Oh my. Now go back and have a look at the reference card and then take a second look at Hercules' effort. Call me a cynic but it looks as if Hercules' design department took a week off here. The design is startlingly similar. The same large copper-clad GPU heatsink, the same whisper-quiet fan, and the same location for the auxilary power connector. There's absolutely nothing wrong with reference designs, of course, it's just that Hercules is known for doing things a little different.
Compared to the 9800 Pro, the card feels a lot, lot more substantial.
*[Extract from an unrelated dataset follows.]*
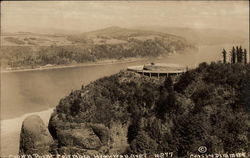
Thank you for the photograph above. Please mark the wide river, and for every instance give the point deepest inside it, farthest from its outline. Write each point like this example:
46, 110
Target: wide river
28, 92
The copious amounts of copper, both front and back, help to give it an expensive feel.
The above shot highlights just how the GPU heatsink is designed. A slab of copper sits on top of the new R360 core. Surface cooling area is maximised by using a ribbed fin approach. The same method is used all around the heatsink and it gets warm after prolonged load, suggesting that it is working in some fashion. The standard molex connector feeds the card with enough juice for it to flex its 412MHz core muscles. Remember that the 9800XT is still based on a 0.15-micron manufacturing process, so it has a propensity to get warm under the collar. It also uses 256MB (8x 256Mbit TinyBGA chips) of onboard RAM for frame-buffer duties. We've previously seen that push up the price and do little for performance in today's games. Future games, though, will no doubt load the texture memory to 200MB and beyond.
Unlike ASUS' 9800XT, the Hercules 3D Prophet 9800XT doesn't feature VIVO capability as standard. Hercules may argue that there's a decent ATI All-In-Wonder card for those that want extra connectivity functions, but we reckon £375 deserves a little more than just plain ol' TV-Out. HD15 and DVI connections flank the S-Video socket. I'll jump up and down in joy the day that someone decides to market a twin DVI 9800XT.
The back of the Hercules card carries on the reference cooling theme. The large copper heatsink is attached on via two screws that are secured from the topside and the small piece of securing metal that you see across the bottom of the heatsink. There's also Thermal Interface Material between the rear heatsink and TinyBGA modules, which are devilishly difficult to picture.
According the labelling of the Hynix 8 x 256Mbit (8Mx32) chips, they're rated to an impressive 800MHz DDR at 2.8v. The nominal rating for a 9800XT's memory is 'only' 730MHz. We'll see just how far it goes when we try to overclock it later. All in all, a reference design with some decent memory. We can't really argue with that. The Rage Theater ASIC would have been a nice bonus, though.